At first, Tin Drum Asia Café's rapid service and bright decor evoke the aromatic street stands of Hong Kong, where founder Steven Chan ate throughout his childhood. The traditional ambiance is no accident—the franchise's name also harks back to a bygone era, when a tin drummer would awaken citizens and regale them with current events as they ate the day’s first meal. The electronic kiosks dotting the café, however, plunk this traditional scene in the middle of a cyberpunk setting. They allow patrons to customize their orders based on taste preferences and nutritional content, accommodating dietary endeavors such as vegetarianism and weight-loss goals.
This merger of technology and urban convention reflects a penchant for edgy ideas that also affects the menu. Items inspired by the culinary techniques of Japan, China, Vietnam, and Thailand share space in the savory catalog, taking the form of street tacos, soups, and mango chicken, a take on the general tso's staple that's sweeter than a syrup-soaked army helmet. Music is the final ingredient that charges the atmosphere. Nation's Restaurant News reports that it typically plays at an energizing 120 beats per minute and was a factor in attracting the café's initial college crowds.
Sweet Tomatoes silences grousing stomachs by serving up a buffet of healthy eats, allowing guests to collate a customized meal from daily selections of soup, salad, baked goods, and pasta. Upon entering the restaurant, cavernous appetites will find a 55-foot-long salad bar holding welcoming portions of verdant salad greens, including tossed varieties such as Wonton Chicken Happiness and caesar asiago, unlimited vegetables, and toppings. After anointing vacant plates with gardeny sculptures of Aristotle, guests will purchase their meal ($8.59/lunch, $9.99/dinner) and then roam to one of Sweet Tomatoes' other food bars.
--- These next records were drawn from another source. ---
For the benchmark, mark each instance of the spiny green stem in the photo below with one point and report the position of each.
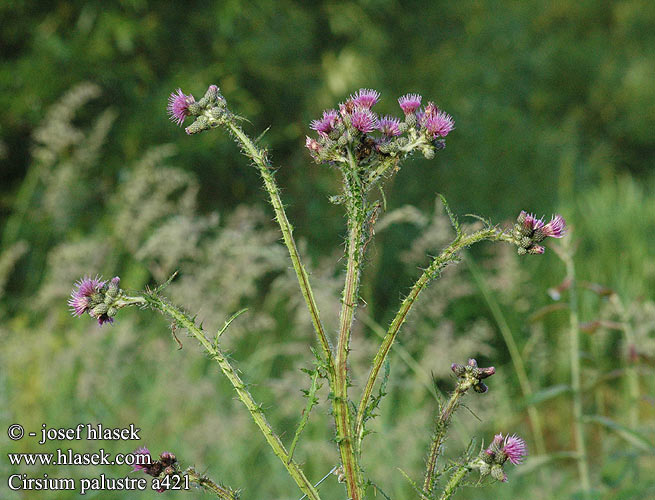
(454, 481)
(341, 409)
(203, 481)
(583, 467)
(514, 353)
(446, 257)
(441, 428)
(258, 156)
(242, 392)
(311, 401)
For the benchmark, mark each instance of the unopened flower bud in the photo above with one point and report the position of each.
(498, 473)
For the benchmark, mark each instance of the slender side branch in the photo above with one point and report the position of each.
(449, 255)
(242, 392)
(454, 481)
(203, 481)
(258, 156)
(311, 402)
(441, 428)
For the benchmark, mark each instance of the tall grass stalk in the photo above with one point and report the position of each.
(566, 253)
(515, 355)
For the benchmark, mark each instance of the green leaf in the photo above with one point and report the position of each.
(629, 435)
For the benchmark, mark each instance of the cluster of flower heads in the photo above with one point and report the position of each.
(530, 231)
(502, 449)
(350, 126)
(166, 465)
(210, 111)
(95, 297)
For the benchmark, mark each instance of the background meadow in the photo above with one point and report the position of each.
(554, 105)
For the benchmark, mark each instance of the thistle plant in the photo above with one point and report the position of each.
(366, 150)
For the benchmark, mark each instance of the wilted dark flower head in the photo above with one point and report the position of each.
(436, 122)
(100, 299)
(470, 375)
(142, 466)
(95, 297)
(365, 98)
(409, 103)
(389, 126)
(210, 111)
(166, 465)
(529, 231)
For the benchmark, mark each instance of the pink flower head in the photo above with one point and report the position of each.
(142, 466)
(389, 126)
(409, 103)
(514, 448)
(312, 145)
(85, 289)
(326, 124)
(556, 228)
(437, 122)
(365, 98)
(530, 221)
(178, 106)
(364, 120)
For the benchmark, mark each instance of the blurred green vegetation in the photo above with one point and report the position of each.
(553, 103)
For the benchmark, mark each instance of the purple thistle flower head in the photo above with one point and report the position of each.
(178, 106)
(142, 466)
(437, 122)
(85, 289)
(312, 145)
(365, 98)
(530, 221)
(409, 103)
(364, 120)
(389, 126)
(556, 228)
(515, 449)
(326, 124)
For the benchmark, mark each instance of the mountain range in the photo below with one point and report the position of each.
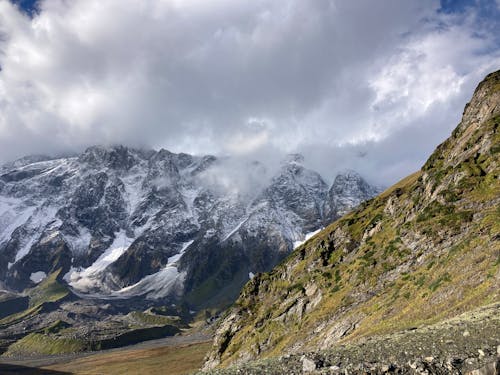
(118, 223)
(408, 282)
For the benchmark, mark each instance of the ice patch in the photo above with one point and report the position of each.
(78, 244)
(13, 213)
(159, 284)
(89, 278)
(133, 190)
(296, 244)
(37, 223)
(235, 229)
(38, 276)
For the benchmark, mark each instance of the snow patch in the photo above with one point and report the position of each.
(235, 229)
(89, 278)
(159, 284)
(38, 276)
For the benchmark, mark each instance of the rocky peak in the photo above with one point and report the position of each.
(424, 249)
(348, 190)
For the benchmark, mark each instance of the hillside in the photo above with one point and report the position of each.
(425, 250)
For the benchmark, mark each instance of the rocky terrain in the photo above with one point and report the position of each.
(454, 346)
(119, 245)
(121, 223)
(425, 250)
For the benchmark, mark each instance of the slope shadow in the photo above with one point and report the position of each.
(8, 369)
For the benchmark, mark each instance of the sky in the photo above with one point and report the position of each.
(373, 86)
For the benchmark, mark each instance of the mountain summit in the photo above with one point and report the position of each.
(117, 223)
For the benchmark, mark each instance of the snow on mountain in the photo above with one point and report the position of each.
(121, 222)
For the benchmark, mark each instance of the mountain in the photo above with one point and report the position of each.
(425, 250)
(116, 223)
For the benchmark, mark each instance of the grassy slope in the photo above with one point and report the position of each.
(425, 249)
(49, 290)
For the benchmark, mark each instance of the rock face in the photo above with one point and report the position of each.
(122, 223)
(425, 249)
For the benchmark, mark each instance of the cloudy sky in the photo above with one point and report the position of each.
(369, 85)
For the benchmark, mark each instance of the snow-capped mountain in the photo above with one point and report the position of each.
(123, 223)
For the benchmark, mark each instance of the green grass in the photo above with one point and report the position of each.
(37, 343)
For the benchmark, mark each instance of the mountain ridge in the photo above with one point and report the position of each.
(113, 216)
(425, 249)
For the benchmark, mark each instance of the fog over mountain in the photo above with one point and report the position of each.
(372, 86)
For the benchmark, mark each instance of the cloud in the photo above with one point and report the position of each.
(332, 79)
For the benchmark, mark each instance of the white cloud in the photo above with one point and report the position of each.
(252, 78)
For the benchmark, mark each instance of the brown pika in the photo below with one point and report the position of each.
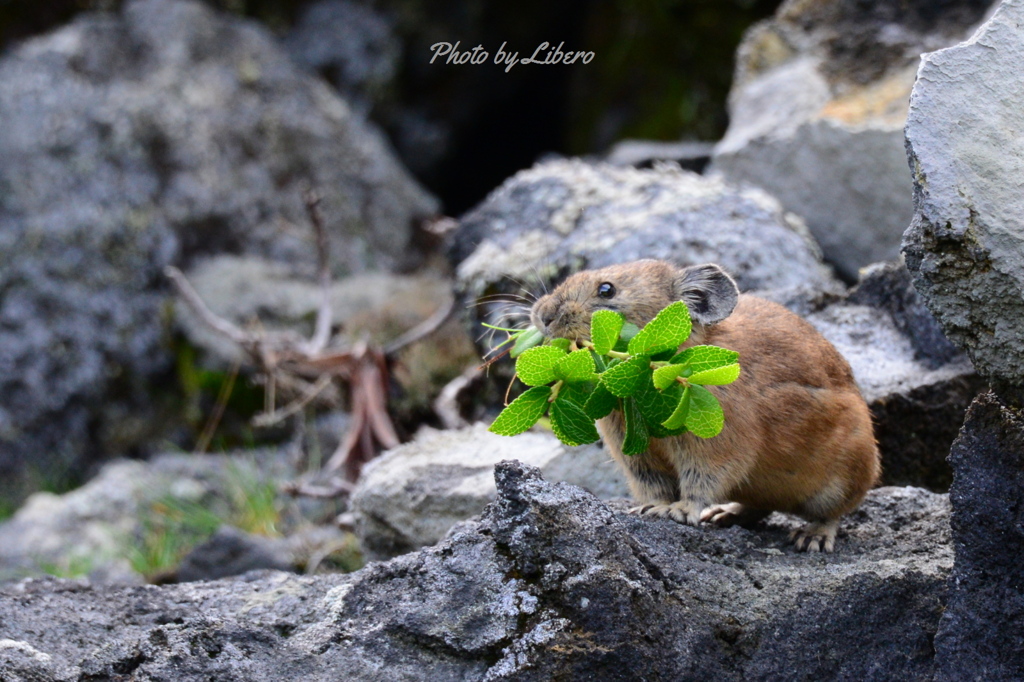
(798, 435)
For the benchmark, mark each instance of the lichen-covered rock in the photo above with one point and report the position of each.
(817, 112)
(965, 146)
(410, 497)
(159, 134)
(980, 635)
(566, 215)
(550, 584)
(916, 383)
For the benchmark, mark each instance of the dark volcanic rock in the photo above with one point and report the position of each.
(160, 134)
(550, 584)
(981, 634)
(916, 383)
(965, 148)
At Soul Vegetarian, gravy cascades over the burgers and country-fried steaks and creamy cucumber sauce nestles into a gyro pocket. This picture of decadence aside, even as the chefs eschew animal products, they also avoid heavy fats or preservatives. The result is a surprisingly healthy take on classic Southern cuisine, including macaroni and cheese and cornbread. Savory protein comes in the form of tofu, lentils, and a flexible vegetable-protein roast they've dubbed "kalebone."
Even dessert has a healthy side at Soul Vegetarian. Blenders whir with fruit smoothies and soy shakes, many of which incorporate nutrient-dense foods such as coconut milk and almond butter, and even energy or protein supplements. To make perfectly creamy shakes, the restaurant's food inventors created the soy-based Dream Kream?also available by the scoop.
Udipi Cafe's traditional Indian ingredients and recipes form the basis of its expansive menu of flavorful vegetarian delights. Serenade taste sensors with appetizers such as a delectable potato-cauliflower duet of aloo gobi ($8.50) or the broad tasting board of the assorted sampler platter ($7.95). Dry and spicy chickpeas swim in a pond of piquant curry sauce in the chana masala curry ($8.50), which pairs pleasantly with a side of paratha bread ($1.95). Indo-Chinese specialties transport diners to the northern climes of the subcontinent with flavor combinations such as vegetable hakka noodles ($7.95), and dinner specials fill traditional platters with offerings such as the royal madras special thali and royal south indian thali ($13.50 each).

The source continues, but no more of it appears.